Unquestionably, career sacrifice is a lot easier when your career is a calling, not just a job or a lifestyle choice, when it is clear to you that your life’s work matters. Believe me, physicians spending time on the other side of the waiting room door really matters to those folks out there.

We have come a long way in medicine since the seventeenth century initiation of the scientific revolution. As noted, we live in a completely different world than did Sir Luke Fildes’ doctor. By the middle of the twentieth century, science had become as some say, “our secular religion, a faith that has become an unquestioned assumption in most of the industrialized society.”14 But as our technologic breakthroughs continue, will we as physicians continue to distance ourselves from our patients and their families? Will we get farther and farther away from the ideals depicted in this painting?

It is sobering to realize, that by 1990, 1 in 3 Americans had practiced relaxation therapy, herbal medicine, acupuncture, chiropractic medicine, spiritual healing, and other medical approaches in addition to standard medical care. An estimated 425 million visits were made to alternative practitioners, in contrast to the 388 million visits that were made to family doctors and other primary care physicians. In terms of money, $13.7 billion was spent on these unconventional therapies, of which $10.3 billion was out-of-pocket. With the amount of time, money, and hope that is spent on alternative approaches to healthcare, it is clear that traditional medicine is not giving a significant number people everything they want. 14 In one modern survey, 85 percent of patients responded that they either had changed physicians over the last five years or were considering changing physicians. Why? Not for reasons of competence. Instead, they are troubled by modern medicine’s (1) insensitivity to their needs; (2) poor communication techniques; (3) overemphasis on technology; or (4) lack of respect for their viewpoints. 15 Edward Golub points out that in our lifetime, “curing has replaced caring as the dominant ideology of our new technology-driven medicine.” I agree with Dr. Golub that, “most people want both. Patients as well as families want to be cared about as well as cared for.”14

As I finish, I would like to take this opportunity to thank my own family, Ryan, Amy, and Dana and my incredible wife, Tamra, for all the support they have given me on my life’s journey. Should my journey take me into the world of injury or serious illness as a patient at your hospital, I know that you will treat me well. But if that happens, I also want you to remember them. I ask you to take care of them, too. I ask that you find some time to spend with them. Encourage them. Show them your compassion. Give them hope. Care about them. They will be right there, just a few feet away, on the other side of the waiting room door.

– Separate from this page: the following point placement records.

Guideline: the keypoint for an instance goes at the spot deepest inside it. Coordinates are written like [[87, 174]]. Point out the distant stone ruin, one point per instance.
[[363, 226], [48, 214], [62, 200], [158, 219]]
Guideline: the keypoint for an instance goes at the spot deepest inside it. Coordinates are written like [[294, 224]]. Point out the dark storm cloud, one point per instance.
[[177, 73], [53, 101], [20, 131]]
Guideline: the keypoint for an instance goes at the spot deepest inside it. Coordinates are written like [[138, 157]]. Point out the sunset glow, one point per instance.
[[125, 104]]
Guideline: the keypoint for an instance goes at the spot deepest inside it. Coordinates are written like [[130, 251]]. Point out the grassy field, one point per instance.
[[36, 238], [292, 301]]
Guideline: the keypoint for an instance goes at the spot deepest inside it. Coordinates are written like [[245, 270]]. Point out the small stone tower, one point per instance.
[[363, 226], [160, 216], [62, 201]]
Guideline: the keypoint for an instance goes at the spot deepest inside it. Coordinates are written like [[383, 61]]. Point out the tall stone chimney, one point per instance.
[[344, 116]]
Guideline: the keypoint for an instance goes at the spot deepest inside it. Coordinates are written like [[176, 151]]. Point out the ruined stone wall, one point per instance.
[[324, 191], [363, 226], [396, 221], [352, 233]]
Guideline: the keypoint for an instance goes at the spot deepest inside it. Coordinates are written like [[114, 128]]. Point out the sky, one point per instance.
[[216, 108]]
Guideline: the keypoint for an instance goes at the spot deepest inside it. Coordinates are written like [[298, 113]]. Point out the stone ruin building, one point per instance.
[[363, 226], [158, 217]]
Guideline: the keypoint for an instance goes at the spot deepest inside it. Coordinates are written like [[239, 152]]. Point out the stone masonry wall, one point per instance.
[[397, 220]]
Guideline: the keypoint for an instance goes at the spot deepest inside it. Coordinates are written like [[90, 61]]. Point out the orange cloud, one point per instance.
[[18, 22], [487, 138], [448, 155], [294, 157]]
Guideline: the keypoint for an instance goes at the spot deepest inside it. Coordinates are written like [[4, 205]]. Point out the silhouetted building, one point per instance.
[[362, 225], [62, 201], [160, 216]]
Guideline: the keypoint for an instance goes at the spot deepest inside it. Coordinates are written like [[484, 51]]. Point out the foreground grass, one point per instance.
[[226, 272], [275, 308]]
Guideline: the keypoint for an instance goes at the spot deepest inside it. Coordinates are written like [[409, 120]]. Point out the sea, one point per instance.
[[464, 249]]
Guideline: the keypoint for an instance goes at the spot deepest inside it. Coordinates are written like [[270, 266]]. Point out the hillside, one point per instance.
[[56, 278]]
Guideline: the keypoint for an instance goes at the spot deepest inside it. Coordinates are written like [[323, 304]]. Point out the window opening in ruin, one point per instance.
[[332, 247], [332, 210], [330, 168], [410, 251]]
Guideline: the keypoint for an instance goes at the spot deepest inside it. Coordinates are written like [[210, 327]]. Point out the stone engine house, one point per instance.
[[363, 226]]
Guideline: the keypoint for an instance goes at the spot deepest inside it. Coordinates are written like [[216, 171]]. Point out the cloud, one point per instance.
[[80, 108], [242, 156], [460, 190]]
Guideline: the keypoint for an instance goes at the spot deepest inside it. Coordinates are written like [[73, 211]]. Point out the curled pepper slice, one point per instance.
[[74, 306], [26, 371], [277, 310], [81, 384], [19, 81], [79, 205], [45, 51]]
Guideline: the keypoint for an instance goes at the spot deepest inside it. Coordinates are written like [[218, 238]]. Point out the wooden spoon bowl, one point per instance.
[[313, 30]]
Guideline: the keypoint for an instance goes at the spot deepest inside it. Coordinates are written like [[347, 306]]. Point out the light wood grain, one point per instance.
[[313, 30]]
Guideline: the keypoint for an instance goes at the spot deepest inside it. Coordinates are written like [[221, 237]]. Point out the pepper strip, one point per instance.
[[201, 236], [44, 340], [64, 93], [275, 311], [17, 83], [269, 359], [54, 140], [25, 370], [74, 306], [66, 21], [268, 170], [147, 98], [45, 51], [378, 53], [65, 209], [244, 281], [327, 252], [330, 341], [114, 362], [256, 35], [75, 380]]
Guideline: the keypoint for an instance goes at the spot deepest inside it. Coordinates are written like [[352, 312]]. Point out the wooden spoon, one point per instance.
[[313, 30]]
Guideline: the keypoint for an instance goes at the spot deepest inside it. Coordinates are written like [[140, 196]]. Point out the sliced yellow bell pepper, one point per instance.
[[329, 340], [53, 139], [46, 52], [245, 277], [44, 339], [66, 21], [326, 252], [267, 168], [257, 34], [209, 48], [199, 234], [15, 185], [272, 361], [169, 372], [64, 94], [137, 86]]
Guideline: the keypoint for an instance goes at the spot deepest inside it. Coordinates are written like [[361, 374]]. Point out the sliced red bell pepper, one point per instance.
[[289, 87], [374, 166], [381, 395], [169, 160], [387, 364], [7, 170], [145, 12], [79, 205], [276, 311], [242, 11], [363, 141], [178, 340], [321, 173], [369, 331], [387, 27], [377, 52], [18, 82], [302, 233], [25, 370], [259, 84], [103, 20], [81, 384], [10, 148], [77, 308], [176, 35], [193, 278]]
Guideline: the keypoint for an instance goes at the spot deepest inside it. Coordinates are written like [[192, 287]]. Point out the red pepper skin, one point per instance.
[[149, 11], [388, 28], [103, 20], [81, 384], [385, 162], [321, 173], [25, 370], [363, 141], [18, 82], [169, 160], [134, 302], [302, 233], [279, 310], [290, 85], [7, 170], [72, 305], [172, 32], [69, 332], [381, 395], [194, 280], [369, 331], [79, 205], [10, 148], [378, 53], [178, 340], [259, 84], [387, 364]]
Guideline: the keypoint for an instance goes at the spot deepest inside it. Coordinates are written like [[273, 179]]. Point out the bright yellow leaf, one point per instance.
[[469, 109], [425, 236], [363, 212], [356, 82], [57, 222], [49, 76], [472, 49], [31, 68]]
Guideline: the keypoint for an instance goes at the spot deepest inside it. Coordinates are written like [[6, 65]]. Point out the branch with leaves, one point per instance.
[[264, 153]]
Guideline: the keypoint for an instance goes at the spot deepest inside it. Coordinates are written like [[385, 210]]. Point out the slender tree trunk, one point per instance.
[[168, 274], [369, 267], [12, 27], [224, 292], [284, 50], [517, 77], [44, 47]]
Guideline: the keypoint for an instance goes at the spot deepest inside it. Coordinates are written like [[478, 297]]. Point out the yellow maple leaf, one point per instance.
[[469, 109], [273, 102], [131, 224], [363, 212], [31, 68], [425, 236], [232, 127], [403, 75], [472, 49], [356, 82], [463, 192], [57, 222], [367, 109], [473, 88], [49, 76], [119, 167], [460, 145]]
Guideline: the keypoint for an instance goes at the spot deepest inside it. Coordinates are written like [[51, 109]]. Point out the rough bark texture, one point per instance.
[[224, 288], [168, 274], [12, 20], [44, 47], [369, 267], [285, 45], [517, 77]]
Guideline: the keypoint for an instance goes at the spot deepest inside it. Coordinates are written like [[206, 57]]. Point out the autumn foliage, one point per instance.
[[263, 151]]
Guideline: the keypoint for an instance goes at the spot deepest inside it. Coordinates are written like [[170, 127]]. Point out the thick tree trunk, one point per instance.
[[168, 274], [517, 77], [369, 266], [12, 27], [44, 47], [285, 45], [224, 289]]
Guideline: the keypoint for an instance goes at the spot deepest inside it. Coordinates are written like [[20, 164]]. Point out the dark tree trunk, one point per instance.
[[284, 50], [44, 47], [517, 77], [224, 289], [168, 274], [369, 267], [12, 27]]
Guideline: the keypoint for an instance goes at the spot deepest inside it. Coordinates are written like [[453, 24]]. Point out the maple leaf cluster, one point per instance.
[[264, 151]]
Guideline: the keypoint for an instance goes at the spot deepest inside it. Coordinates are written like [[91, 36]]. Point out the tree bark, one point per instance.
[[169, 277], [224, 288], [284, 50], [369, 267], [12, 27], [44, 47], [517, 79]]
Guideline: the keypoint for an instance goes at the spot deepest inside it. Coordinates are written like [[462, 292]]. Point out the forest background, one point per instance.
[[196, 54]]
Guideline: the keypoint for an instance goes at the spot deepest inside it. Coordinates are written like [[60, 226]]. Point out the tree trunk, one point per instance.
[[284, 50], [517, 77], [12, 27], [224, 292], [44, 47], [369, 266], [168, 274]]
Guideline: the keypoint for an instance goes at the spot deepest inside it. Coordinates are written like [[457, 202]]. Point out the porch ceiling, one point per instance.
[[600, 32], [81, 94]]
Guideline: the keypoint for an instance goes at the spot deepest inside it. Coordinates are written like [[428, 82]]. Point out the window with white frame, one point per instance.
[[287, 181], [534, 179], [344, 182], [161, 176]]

Finally, Rabbi Harold Kushner reminds us that, “to know that we matter to God makes a lot of our doubts and fears disappear.” He says, “We do not have to find a cure for cancer to make a difference in the world. We only have to share our lives with other people.”16 He continues, quoting Mother Teresa who tells us that, “Few of us can do great things, but all of us can do small things with great love.”16

I believe we as physicians are so privileged to give great meaning to our own lives with the ability to touch our patients’ lives in such profound ways. We also have a great opportunity to touch the lives of our patients’ families in an equally profound manner. What we do as physicians matters so much to folks on both sides of the waiting room door.

It has been my privilege and honor to address you today. Thank you for your attention. God bless you all.


1. Stone L. The Family, Sex, and Marriage in England: 1500-1800. New York: Harper & Rowe; 1977: 66.
2. Crombie HD. The surgeon’s art. Arch Surg. 2002; 137: 390–396.
3. Welch CE. A Twentieth Century Surgeon: My Life in the Massachusetts General Hospital. Boston: Science History Publications; 1992.